I apologize for bringing up a feature request which surely already exists on this forum somewhere. I oddly enough couldn’t find any threads discussing it.

I like that LingQ lets me see sources by % New Words. That’s interesting. It isn’t very useful, but it is interesting. The reason it is not useful is that it varies greatly depending on the length of the resource. This is why a course and a lesson almost never have the same % New number.

A coverage metric would tell us if we could read something or not.

What I would like to see in addition is a % Coverage metric which tells me how many known words there are weighted against the number of total words present. For instance if I know 8000 out of 16,000 unique words in a 300,000 word novel, it is 50% New Words, but I don’t know if it is comprehensible to me or not. I’d only know that if I knew what percentage of that 300,000 is composed of my 8000 known words. If the 8000 unknown words are infrequent and only occur three times each, then they are only ((3x8000)/300000)*100 or 8% of the total book. So I’d have 92% coverage, which would suggest that it would probably be worth trying to read it. If the 8000 unknown words occur 15 times each, then I’ve only got 60% coverage for the resource and would probably struggle to read it.

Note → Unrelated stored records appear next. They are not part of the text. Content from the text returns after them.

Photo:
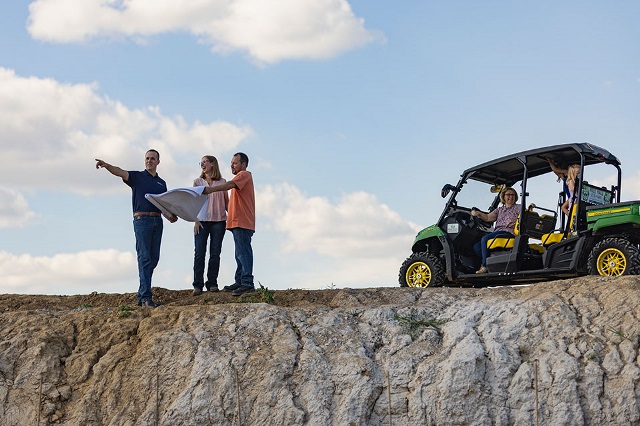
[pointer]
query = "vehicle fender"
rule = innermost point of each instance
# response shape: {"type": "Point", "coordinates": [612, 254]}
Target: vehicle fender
{"type": "Point", "coordinates": [612, 215]}
{"type": "Point", "coordinates": [428, 233]}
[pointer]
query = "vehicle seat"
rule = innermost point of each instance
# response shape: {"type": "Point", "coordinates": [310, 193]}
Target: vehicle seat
{"type": "Point", "coordinates": [535, 226]}
{"type": "Point", "coordinates": [557, 235]}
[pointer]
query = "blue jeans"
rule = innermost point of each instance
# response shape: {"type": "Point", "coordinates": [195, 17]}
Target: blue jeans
{"type": "Point", "coordinates": [148, 231]}
{"type": "Point", "coordinates": [481, 246]}
{"type": "Point", "coordinates": [214, 231]}
{"type": "Point", "coordinates": [244, 256]}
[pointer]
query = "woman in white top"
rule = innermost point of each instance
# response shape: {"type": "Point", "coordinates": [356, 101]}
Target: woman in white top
{"type": "Point", "coordinates": [211, 224]}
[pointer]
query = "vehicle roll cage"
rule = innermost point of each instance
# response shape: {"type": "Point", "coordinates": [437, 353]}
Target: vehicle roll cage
{"type": "Point", "coordinates": [521, 166]}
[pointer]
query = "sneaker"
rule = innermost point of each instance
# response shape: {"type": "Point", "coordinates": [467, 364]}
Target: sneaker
{"type": "Point", "coordinates": [243, 289]}
{"type": "Point", "coordinates": [231, 287]}
{"type": "Point", "coordinates": [150, 304]}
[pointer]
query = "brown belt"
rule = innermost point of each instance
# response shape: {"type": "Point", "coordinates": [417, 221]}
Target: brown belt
{"type": "Point", "coordinates": [153, 214]}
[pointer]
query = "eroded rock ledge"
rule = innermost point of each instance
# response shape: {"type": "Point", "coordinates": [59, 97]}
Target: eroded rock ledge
{"type": "Point", "coordinates": [449, 356]}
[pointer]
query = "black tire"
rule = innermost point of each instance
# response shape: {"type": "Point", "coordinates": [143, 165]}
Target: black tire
{"type": "Point", "coordinates": [614, 256]}
{"type": "Point", "coordinates": [422, 270]}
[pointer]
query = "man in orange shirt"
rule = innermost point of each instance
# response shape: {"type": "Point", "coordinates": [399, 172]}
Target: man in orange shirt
{"type": "Point", "coordinates": [241, 221]}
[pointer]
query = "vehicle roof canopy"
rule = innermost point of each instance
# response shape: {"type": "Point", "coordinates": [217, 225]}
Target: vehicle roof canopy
{"type": "Point", "coordinates": [510, 169]}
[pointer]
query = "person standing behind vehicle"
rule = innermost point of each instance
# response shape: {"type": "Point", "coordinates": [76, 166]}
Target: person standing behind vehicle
{"type": "Point", "coordinates": [147, 220]}
{"type": "Point", "coordinates": [241, 221]}
{"type": "Point", "coordinates": [210, 225]}
{"type": "Point", "coordinates": [505, 218]}
{"type": "Point", "coordinates": [572, 180]}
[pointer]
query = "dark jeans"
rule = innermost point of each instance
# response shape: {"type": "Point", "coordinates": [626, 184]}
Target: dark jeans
{"type": "Point", "coordinates": [148, 231]}
{"type": "Point", "coordinates": [244, 256]}
{"type": "Point", "coordinates": [214, 231]}
{"type": "Point", "coordinates": [481, 246]}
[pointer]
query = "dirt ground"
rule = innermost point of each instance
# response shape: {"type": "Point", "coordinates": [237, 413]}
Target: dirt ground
{"type": "Point", "coordinates": [165, 297]}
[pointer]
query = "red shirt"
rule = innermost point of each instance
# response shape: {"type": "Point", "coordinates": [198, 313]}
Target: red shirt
{"type": "Point", "coordinates": [242, 203]}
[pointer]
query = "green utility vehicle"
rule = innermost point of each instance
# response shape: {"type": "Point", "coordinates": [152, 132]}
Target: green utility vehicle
{"type": "Point", "coordinates": [601, 236]}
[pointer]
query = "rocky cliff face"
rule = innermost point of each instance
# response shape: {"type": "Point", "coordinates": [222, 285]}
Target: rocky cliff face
{"type": "Point", "coordinates": [563, 352]}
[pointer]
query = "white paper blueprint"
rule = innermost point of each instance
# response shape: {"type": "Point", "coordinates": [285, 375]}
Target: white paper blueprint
{"type": "Point", "coordinates": [185, 203]}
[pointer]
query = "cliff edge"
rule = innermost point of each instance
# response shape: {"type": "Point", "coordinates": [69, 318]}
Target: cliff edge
{"type": "Point", "coordinates": [561, 352]}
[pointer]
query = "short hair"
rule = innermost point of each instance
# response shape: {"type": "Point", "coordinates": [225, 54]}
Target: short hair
{"type": "Point", "coordinates": [216, 169]}
{"type": "Point", "coordinates": [243, 157]}
{"type": "Point", "coordinates": [153, 150]}
{"type": "Point", "coordinates": [573, 172]}
{"type": "Point", "coordinates": [504, 191]}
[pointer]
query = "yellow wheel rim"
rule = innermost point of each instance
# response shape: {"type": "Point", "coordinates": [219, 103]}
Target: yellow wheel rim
{"type": "Point", "coordinates": [418, 275]}
{"type": "Point", "coordinates": [611, 262]}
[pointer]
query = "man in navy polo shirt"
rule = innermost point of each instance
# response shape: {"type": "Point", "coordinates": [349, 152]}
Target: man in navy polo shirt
{"type": "Point", "coordinates": [147, 220]}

I’m not suggesting to get rid of the less useful metric that lingq standardizes on. I’m just saying it’d be a lot more informative if the little stats block for a course also gave a coverage metric.

I presume it would not be that hard to add one more line to this information presented here if the database is already doing fancy enough math to track these numbers. Why is there even a bar for Known Words and LingQs anyway if they’re not percentages? I mean… this data is really meaningless. It means that somewhere between five (7129/125863) and ninety-five ((125863-7439)/125863) percent of the words in the book are familiar to me. In other words, there’s absolutely no way to know if I can read it or not.


Interesting. I’d like to be able to monitor my chosen statistics in the heading; not just days. Known over total words would be an improvement.

Thanks for your feedback and suggestion. We appreciate it. I’ll forward this to our team and we’ll see what we can do in the upcoming updates.

It would be really great if in future, LingQ could suggest resources that are just at the right level for you, i.e. the n+1 Steve keeps on talking about. That would really help with learning. Would that be feasible at all?

You’re most likely to get to the n+1 sentences if you know 95% of the words that show up in a given resource. But as LingQ is now, it is impossible to know if that is the case or not just by looking at the percent new value. I think doing the math for coverage on each course or lesson would make that more obvious.